Strengths and limitations

To the best of our knowledge, this is the one of the first studies aimed at identifying risk factors for CSP in a population from the Western world. There are three large Chinese studies (with sample sizes of 200–300 CSPs) to which regression analyses have been applied (Luo ; Xie ; Zhou ). They report level of care and number of previous induced abortions to be important risk factors. The Chinese population may differ from populations in the Western world because of the previous one-child policy, resulting in a different risk factor panorama. CSP is a very rare phenomenon and several of the risk factor estimates are imprecise. Nevertheless, significant risk factors could be identified.
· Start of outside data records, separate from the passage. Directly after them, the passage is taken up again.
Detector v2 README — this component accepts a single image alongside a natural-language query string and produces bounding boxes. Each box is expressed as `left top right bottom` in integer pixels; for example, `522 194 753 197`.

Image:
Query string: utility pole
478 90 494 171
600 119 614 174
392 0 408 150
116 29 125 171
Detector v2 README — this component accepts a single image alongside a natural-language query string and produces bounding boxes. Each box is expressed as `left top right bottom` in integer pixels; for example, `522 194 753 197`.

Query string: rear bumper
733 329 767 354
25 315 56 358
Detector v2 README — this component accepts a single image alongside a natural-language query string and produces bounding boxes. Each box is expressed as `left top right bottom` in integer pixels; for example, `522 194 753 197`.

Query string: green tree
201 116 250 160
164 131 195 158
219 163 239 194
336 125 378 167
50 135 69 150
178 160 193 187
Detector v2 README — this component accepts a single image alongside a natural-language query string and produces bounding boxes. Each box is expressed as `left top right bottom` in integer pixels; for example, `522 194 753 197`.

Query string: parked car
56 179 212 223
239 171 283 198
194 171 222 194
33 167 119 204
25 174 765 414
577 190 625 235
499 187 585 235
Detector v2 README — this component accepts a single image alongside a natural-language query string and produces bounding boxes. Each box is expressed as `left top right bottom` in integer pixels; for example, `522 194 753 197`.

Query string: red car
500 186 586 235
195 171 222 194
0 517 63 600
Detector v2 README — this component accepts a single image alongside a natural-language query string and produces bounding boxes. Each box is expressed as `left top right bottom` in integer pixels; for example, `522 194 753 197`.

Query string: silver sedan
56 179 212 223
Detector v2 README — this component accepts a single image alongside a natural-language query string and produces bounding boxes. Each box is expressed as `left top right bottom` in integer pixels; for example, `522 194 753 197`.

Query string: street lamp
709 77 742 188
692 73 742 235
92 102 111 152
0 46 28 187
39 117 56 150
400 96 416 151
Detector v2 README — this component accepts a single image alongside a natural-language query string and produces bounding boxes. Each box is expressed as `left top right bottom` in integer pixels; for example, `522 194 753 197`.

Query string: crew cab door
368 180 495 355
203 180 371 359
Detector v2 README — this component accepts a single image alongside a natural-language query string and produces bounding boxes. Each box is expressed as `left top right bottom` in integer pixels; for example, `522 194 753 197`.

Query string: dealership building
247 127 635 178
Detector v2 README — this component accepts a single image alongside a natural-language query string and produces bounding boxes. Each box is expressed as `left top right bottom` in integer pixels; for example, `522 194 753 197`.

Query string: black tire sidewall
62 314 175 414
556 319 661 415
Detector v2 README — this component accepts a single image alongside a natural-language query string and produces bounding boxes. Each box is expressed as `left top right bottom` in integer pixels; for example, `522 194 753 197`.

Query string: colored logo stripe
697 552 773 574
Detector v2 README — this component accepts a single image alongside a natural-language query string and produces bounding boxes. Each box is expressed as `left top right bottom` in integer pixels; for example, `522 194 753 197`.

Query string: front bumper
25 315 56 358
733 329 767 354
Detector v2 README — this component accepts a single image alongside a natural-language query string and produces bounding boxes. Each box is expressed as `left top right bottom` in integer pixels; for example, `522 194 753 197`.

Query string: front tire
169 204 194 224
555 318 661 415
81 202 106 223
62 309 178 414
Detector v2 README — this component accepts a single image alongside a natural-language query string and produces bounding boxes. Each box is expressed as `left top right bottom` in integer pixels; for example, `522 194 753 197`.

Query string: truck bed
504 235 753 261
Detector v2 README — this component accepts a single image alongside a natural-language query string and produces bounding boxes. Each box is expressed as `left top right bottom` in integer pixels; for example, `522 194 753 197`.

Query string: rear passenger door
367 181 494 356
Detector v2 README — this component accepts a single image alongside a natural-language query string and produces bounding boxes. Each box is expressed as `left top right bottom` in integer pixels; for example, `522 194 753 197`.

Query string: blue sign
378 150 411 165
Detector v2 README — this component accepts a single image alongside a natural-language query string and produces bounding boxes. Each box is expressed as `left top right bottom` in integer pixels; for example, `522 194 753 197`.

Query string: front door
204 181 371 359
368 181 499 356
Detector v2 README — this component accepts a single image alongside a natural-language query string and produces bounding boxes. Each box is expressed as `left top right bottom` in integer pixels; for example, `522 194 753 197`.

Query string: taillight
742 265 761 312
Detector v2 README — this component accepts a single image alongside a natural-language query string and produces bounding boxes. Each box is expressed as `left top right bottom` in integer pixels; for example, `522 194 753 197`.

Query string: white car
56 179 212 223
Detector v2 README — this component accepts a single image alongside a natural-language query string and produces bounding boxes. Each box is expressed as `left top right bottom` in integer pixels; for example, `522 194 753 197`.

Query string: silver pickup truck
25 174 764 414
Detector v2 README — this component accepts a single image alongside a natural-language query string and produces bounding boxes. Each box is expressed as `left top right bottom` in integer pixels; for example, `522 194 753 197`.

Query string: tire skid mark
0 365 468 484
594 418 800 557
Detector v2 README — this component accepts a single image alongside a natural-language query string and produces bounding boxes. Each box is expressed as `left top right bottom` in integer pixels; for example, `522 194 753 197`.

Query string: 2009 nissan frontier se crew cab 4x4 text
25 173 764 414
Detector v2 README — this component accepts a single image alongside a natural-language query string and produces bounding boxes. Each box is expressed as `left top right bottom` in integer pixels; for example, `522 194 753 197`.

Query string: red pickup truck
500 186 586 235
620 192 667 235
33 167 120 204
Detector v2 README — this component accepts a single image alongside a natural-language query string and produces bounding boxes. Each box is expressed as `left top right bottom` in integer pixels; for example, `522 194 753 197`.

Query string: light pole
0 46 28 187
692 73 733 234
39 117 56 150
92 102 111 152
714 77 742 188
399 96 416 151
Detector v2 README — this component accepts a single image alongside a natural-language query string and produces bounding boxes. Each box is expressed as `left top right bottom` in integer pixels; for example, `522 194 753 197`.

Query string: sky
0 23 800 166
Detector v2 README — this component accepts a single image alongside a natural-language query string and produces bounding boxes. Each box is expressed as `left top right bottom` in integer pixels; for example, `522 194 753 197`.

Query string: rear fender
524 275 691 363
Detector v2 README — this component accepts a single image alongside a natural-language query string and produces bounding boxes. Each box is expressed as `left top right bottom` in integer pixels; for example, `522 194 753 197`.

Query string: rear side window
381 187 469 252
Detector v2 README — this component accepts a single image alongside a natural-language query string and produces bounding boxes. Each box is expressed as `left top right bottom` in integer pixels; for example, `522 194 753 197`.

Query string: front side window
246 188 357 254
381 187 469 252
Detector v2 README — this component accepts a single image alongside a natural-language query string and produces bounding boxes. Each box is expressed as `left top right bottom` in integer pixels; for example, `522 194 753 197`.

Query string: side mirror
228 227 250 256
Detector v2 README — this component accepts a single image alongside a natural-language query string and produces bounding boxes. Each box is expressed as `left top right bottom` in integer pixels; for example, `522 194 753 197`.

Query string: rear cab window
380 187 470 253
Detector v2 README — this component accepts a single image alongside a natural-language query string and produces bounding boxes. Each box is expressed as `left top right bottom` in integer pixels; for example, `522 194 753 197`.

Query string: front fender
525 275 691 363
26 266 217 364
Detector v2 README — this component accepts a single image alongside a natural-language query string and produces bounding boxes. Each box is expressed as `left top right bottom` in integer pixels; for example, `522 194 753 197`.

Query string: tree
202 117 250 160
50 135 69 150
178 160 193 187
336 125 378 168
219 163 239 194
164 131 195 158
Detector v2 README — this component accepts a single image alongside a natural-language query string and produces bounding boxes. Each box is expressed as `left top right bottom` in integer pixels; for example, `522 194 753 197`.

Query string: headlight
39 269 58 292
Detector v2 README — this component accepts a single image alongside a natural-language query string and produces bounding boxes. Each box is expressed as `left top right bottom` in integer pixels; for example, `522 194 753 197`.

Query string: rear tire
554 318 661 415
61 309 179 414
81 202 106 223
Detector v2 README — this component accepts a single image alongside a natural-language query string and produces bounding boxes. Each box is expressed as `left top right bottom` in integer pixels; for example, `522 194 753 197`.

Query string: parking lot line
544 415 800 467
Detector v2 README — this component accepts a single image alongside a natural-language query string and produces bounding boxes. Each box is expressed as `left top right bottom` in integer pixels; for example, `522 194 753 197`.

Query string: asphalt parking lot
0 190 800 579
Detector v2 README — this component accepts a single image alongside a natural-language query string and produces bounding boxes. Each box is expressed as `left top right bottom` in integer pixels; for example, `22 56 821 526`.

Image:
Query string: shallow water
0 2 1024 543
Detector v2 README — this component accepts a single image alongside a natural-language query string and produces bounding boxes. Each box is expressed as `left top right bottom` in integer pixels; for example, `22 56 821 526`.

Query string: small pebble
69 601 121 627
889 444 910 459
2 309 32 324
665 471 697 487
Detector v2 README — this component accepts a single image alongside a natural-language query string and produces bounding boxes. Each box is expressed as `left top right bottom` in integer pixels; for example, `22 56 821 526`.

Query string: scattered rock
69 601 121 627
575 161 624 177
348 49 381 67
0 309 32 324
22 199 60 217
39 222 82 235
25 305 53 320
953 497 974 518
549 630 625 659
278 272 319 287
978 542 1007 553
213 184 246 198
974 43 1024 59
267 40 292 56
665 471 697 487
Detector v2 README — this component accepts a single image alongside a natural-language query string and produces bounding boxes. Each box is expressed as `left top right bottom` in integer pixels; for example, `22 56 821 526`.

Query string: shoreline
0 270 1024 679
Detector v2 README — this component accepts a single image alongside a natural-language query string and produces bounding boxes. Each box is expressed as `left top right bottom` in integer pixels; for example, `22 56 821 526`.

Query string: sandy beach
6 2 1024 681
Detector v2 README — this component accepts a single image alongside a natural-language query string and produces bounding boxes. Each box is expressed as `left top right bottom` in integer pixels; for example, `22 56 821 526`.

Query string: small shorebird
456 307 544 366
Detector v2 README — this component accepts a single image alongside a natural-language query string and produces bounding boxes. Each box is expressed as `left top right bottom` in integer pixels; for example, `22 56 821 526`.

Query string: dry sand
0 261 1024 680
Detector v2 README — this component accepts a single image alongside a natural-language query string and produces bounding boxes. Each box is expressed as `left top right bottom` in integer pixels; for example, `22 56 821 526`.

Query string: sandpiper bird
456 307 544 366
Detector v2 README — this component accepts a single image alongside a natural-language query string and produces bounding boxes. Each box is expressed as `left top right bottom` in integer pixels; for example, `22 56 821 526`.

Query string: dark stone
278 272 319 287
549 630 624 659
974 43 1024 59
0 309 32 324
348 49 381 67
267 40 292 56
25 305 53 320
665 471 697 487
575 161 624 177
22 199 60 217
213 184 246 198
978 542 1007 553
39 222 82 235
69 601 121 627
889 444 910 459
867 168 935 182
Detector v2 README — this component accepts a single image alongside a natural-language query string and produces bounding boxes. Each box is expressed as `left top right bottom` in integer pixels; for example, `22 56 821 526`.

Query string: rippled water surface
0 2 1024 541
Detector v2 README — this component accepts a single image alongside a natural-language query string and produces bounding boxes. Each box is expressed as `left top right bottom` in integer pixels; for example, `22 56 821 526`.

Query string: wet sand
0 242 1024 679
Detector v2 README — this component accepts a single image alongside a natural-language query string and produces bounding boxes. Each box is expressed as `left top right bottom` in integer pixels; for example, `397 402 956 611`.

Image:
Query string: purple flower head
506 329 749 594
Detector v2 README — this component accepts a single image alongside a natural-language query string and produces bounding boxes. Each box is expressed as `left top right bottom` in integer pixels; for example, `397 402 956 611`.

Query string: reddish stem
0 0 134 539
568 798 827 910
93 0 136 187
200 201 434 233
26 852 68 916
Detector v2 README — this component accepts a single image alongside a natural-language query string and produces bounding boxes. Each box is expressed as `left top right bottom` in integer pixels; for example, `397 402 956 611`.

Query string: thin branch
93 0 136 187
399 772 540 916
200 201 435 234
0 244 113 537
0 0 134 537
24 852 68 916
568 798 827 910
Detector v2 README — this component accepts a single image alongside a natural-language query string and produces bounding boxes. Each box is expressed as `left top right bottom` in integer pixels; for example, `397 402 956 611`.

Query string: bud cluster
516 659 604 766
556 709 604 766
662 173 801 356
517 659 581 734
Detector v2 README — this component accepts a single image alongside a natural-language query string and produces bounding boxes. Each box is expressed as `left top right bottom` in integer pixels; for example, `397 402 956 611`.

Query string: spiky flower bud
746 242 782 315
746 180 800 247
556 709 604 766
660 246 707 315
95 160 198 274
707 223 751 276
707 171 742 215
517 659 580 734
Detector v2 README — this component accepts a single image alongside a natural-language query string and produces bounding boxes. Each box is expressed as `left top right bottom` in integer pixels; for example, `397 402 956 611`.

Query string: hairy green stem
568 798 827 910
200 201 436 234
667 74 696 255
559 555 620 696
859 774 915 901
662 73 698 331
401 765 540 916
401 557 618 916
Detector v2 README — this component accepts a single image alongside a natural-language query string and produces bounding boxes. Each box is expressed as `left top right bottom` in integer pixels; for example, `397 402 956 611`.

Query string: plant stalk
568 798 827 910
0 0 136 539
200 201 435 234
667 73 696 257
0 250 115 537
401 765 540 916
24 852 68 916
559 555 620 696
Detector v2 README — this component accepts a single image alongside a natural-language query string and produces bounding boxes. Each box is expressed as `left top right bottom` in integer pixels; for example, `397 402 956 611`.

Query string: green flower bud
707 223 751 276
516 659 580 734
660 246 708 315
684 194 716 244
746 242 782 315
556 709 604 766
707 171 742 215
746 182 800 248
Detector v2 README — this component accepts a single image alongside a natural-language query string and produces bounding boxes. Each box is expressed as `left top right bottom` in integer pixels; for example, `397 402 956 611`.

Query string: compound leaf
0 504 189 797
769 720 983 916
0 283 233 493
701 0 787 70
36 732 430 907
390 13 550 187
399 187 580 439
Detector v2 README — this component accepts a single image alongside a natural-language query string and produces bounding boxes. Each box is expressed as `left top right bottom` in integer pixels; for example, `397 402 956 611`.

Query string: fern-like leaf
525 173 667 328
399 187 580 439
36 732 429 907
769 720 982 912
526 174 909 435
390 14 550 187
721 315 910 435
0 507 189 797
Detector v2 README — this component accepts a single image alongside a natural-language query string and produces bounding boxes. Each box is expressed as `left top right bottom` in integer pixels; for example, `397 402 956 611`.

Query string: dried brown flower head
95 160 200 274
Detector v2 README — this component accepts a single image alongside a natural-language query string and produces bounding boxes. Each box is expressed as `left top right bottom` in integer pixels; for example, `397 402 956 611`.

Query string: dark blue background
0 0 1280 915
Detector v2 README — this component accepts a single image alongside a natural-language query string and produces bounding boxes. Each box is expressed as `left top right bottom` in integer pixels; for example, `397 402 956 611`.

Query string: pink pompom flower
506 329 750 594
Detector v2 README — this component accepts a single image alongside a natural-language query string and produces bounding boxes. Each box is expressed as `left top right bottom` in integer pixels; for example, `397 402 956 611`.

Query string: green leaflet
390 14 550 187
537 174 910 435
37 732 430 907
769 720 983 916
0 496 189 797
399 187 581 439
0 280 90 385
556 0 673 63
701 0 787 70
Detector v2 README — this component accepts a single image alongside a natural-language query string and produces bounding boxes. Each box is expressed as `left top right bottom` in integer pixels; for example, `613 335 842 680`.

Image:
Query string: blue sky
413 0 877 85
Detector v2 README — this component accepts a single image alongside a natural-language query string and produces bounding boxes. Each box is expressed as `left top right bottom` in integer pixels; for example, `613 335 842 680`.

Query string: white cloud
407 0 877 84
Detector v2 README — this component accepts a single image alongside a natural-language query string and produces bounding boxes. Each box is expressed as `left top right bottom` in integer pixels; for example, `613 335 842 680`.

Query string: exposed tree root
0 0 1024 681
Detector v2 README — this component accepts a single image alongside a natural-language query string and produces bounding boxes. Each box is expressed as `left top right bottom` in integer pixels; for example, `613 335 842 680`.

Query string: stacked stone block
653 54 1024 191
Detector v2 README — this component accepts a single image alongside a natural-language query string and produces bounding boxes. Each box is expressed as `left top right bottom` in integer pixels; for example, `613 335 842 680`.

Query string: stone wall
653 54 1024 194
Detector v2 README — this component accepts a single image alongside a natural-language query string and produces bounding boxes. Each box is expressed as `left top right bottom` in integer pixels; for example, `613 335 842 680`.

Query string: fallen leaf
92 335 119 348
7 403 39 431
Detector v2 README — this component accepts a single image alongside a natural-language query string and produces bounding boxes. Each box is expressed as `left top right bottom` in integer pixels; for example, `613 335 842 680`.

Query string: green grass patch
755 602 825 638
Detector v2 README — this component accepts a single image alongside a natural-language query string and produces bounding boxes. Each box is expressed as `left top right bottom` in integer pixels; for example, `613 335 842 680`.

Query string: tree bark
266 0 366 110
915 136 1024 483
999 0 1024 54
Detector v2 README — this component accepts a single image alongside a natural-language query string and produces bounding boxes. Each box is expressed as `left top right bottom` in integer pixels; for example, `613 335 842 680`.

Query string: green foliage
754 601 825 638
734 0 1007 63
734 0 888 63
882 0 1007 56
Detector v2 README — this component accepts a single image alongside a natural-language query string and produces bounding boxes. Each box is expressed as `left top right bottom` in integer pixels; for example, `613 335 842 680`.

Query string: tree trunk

The lack of a predefined ICD code for CSP made the search for cases difficult and it cannot be precluded that individual cases were not recognised. This type of verification bias is more likely to affect precision than the result in a skewed comparison. Another limitation is the lack of electronically recorded details on suture techniques. The incidence of CSP in this cohort of births with a previous CS was 1:219. We could identify that smoking in the first trimester, higher parity, and previous CS before the index pregnancy were independently associated with an increased risk of having CSP. These factors should be recognised when counselling women after a caesarean delivery, particularly in a subsequent pregnancy with early complications. It is important to develop diagnostic strategies to detect CSP at the earliest possible gestation, to prevent life-threatening complications.

Data availability

The data underlying this article will be shared on reasonable request to the corresponding author.